For years, I lived in Oak Park, a Chicago suburb that was in the forefront of curbside recycling, and I served several years as a member of the village’s Solid Waste Commission. In the end, we developed an extensive—and expensive—program of collecting materials for recycling. Our recycling route trucks had separate bins each for newspaper, waste paper, glass, plastic, and metal containers.

We also had separate trucks that collected bags of yard waste for composting as well as small bundles of branches, brush, and limbs. Residents were supplied a tote in which all glass, plastic, and metal containers were to be placed; newspapers were to be put into paper bags; and another paper bag was designated for mixed paper.

Yard waste was a separate issue. The village sold tags for $1.79 to be affixed to large paper, composting bags. The same tags had to be affixed to small bundles of brush and branches. And all this in addition to the regular garbage trucks that mechanically emptied village-supplied, large lidded and wheeled carts.

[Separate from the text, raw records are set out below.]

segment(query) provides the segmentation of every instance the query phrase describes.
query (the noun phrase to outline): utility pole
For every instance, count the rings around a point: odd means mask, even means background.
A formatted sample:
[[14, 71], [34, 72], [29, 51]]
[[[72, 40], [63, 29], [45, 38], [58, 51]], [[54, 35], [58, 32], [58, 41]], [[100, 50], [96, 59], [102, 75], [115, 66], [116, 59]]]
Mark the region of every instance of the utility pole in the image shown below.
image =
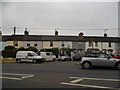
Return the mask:
[[15, 52], [15, 32], [16, 32], [16, 27], [14, 27], [14, 35], [13, 35], [13, 59], [14, 59], [14, 52]]

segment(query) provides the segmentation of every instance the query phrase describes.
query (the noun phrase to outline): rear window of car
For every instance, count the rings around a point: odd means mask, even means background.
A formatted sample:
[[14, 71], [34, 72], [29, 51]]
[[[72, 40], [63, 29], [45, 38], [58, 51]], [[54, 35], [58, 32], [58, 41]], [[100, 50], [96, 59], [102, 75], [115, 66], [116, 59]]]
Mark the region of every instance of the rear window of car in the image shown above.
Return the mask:
[[97, 57], [95, 53], [86, 53], [84, 57]]

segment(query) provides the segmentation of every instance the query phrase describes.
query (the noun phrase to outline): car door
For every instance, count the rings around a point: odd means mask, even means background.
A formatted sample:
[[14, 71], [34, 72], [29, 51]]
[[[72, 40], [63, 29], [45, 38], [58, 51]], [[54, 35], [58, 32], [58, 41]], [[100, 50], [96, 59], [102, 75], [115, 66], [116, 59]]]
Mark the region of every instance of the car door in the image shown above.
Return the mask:
[[50, 60], [50, 53], [46, 52], [46, 61], [49, 61], [49, 60]]
[[26, 61], [27, 62], [32, 62], [33, 61], [33, 54], [32, 53], [28, 53], [28, 55], [26, 56]]
[[113, 66], [114, 60], [111, 59], [111, 57], [105, 53], [101, 53], [98, 56], [98, 66]]

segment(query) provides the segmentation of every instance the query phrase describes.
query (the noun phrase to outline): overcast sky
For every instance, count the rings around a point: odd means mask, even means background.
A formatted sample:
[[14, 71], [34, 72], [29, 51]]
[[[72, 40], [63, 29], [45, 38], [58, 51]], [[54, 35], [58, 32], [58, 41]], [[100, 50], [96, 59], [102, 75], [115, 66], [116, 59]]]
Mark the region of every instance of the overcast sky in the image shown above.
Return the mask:
[[[0, 5], [1, 6], [1, 5]], [[1, 23], [0, 23], [1, 25]], [[2, 2], [2, 33], [118, 36], [117, 2]]]

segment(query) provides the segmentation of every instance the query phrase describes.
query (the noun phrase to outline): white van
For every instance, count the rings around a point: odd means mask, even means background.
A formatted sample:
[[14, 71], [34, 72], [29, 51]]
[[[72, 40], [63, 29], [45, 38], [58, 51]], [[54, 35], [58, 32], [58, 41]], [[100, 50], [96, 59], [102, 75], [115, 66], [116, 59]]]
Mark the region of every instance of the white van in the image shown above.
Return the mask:
[[43, 62], [44, 58], [41, 56], [38, 56], [35, 52], [33, 51], [18, 51], [16, 54], [16, 61], [18, 63], [24, 61], [24, 62]]
[[45, 58], [45, 61], [55, 61], [56, 56], [52, 52], [40, 52], [40, 56]]

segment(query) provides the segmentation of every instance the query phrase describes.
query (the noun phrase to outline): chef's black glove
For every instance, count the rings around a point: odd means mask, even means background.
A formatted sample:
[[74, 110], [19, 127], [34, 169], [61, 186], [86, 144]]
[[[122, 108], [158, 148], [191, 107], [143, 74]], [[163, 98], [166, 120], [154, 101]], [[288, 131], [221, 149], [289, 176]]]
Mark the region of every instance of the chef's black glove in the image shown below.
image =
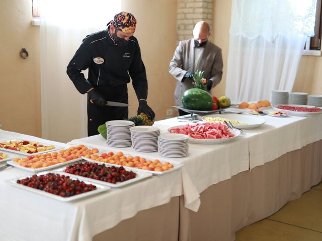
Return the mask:
[[154, 119], [154, 117], [155, 117], [154, 111], [147, 105], [146, 101], [143, 99], [139, 100], [139, 108], [137, 109], [138, 115], [142, 112], [145, 113], [151, 120]]
[[210, 80], [210, 79], [207, 80], [207, 89], [210, 90], [211, 89], [211, 87], [212, 87], [212, 80]]
[[93, 104], [104, 106], [107, 103], [105, 98], [95, 89], [91, 90], [87, 94], [90, 98], [90, 101]]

Was it convenient to keep all these materials separated? Of course it wasn’t. But because the residents were very pro-recycling, most complied. What the system was good at was producing clean, contamination-free recycling streams that, for the most part, had reasonably ready markets. If the sorting, not to mention the storing of all these waste streams, was inconvenient, it was tolerated and most of the village—at least in single-family homes—participated. Since environmental sentiment today is a paler shade of “green,” the Oak Park model is probably too costly for many communities.

However, that pale green may be deepening as more recycling programs are mandated. New packaging fees will soon be affecting more companies (see p. 113 and p. 125 for more details).

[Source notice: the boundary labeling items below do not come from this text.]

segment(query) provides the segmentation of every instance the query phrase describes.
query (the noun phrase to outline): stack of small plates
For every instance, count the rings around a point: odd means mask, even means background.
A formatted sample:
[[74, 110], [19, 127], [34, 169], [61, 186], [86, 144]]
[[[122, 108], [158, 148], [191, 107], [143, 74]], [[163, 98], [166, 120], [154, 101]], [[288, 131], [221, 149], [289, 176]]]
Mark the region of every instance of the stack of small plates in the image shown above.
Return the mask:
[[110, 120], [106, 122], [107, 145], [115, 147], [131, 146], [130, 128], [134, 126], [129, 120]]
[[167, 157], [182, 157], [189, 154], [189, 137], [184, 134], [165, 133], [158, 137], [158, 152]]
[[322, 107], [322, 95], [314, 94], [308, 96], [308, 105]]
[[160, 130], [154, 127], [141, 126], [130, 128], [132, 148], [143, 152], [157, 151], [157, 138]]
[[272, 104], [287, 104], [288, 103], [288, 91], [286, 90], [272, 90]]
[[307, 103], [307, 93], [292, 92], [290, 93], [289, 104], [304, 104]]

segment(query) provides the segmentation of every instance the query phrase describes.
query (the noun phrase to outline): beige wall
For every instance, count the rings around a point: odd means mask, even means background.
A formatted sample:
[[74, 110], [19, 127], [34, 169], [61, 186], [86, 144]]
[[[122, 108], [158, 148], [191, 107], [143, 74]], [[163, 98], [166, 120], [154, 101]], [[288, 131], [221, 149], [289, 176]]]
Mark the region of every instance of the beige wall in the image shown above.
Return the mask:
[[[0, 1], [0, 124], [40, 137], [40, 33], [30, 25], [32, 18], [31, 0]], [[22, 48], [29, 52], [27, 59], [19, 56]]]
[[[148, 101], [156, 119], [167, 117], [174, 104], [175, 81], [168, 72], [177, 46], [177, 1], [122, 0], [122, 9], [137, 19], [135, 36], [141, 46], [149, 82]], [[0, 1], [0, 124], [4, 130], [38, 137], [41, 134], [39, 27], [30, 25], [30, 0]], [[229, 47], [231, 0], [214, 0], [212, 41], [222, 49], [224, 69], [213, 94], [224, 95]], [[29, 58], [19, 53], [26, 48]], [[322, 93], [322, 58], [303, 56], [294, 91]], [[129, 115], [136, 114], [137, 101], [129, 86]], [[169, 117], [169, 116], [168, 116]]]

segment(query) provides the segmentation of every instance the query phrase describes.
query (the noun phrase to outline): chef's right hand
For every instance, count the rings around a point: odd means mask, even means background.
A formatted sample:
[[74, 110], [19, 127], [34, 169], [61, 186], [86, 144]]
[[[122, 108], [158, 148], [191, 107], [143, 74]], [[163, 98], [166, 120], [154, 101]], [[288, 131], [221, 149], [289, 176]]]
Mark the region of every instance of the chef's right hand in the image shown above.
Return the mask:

But the totally commingled recycle stream surely seems a step in the wrong direction. Although it may well encourage recycling by more families and collecting more materials, it seems to be moving away from the markets for those materials. In other words, rather than increasing the flow of materials for recycling, it may instead be generating more waste that must join the trash waste stream.

A number of companies that use recycled materials say that material coming from commingled collections tends to be far more contaminated with other materials, to the point of jamming up their operations. In fact, some paper mills have rejected paper from these operations because of glass shard contamination. Buyers of recycled glass don’t appear to be much happier.

“It’s producing sophisticated trash,” Jerry Bannister of Owens-Illinois was quoted in an article in the Chicago Tribune. “It’s great for the collection process, but it’s terrible for the end users.” A waste management agency in California said this about single-stream collection: “It requires us to rethink why we’re recycling at all. The system seems to have been changed unilaterally by the collectors. . .”

A successful system requires that all participants be on board: the public with collecting and organizing recyclables, the collector with pick-up and sometimes sorting, and the end user able to use the quality of the materials available. Without the cooperation of all the end-use markets, single-stream collection may simply be a costly, feel-good generator of more waste.

Incidentally, the new face alongside my chair, Puchinsky, is himself a recycler. One of the favorite chewing toys for the teething puppy is a used aluminum beverage can, and he’s even helped us clear some litter from roads near the cottage.